Few would argue that companies operating across traditional industries (e.g., manufacturing, distribution, healthcare, and others) don’t need to elevate data as a strategic asset to remain competitive.
According to PwC, as the global marketplace becomes more competitive, and as companies look to embrace digital transformation to outpace their peers, sound data collection, governance, and architecture will play a key role in avoiding obsolescence. This includes establishing a modern data warehouse and deploying persona-centric dashboards that support the awareness, analysis, and action employees need to advance the business.
Unfortunately, many companies, especially those in the middle-market, are not yet wired for data. That is, they often lack the foundation of a modern data warehouse or data lake to streamline the process of adding business units and data sources in the buy-and-build model. Furthermore, most companies lack command of best-practices for dashboard development, opting for order-taking from SMEs or building topic-centric dashboards, rather than role-specific and narrative-driven dashboards. If a company hasn’t mastered fundamental data management and reporting, it is in no position to deploy more advanced data tools such as AI and machine learning. In fact, in the following spectrum of data capabilities, most companies never even find their footing in Descriptive Analytics. This is the greatest oversight hindering the progress of most businesses today.
What About Advanced Analytics?
The AI Ladder, a framework developed by IBM, outlines four steps that an organization must complete to optimally deploy AI and advanced analytics. The four steps, ordered from least to most sophisticated, include Collect, Organize, Analyze, and Infuse. Unfortunately, many companies are stuck on the Collect and Organize rungs. The reason is they’re hung up on the buzz words of “big data”, “Fourth Industrial Revolution”, and “artificial intelligence”, causing them to overlook the blocking and tackling that delivers ~80 percent of the value of business data. Rather than looking for a magic bullet in the form of AI, the most effective firms understand that the low-hanging fruit in their data is reliable, timely, and centralized reporting that keeps everyone in the organization acutely aware of their performance and focused on the highest value-creation priorities. The lesson here is don’t trip over dollars to pick up dimes, where dollars are operational dashboards and dimes are the misty vision of an artificial intelligence breakthrough.
IBM’s AI Ladder
So how does a mature company operating in a traditional industry start using their data as a strategic differentiator? How should they go about building a strong data foundation? By first focusing on the Collect and Organize rungs of IBM’s AI Ladder. When collecting and gathering data, removing silos is a great place to start. If a mid-market manufacturer is not able to quickly pull machine utilization or production quality from a data warehouse into a dashboard, it will be hard pressed to deploy machine learning algorithms to predict factory utilization and demand patterns anytime soon. Additionally, once data is properly gathered, it must be organized, integrated, and cleaned. The data in a data warehouse must be curated so end-users, analysts, and data scientists understand what’s in there and what it means. To manage and utilize data for competitive advantage, context and governance are paramount.

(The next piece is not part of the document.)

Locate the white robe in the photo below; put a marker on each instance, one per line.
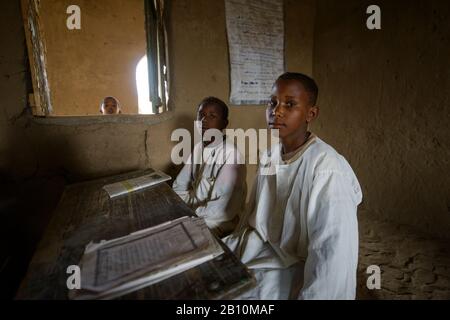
(300, 234)
(216, 188)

Climbing the first two rungs of the ladder, and by extension, establishing AI-readiness, requires a proven and intentional process to data governance and management. Deploying a cloud-based modern data warehouse that serves as a scalable, integrated repository or the “single source of truth” is a good place to start. It’s not uncommon for traditional, mid-market companies to have data scattered in miscellaneous Excel reports, ERPs, and other source systems. Establishing a central repository will also set the foundation for advanced analytics and will serve as a cornerstone for an organization climbing towards the fourth rung, Infuse.
Data Driven Culture
It’s a cliché, but you have to walk before you run. Companies looking to advance along the Gartner analytics continuum, must first master the lowest rungs of the ladder. A core step in this process is establishing a high-performance BI ecosystem that touches the right nerves throughout the organization daily, to change behavior and improve business outcomes. The goal is a culture empowered by a sense of ownership, shared accountability, and a common mission. And as an added bonus, becoming data-driven lays the foundation for the ever-impending AI revolution.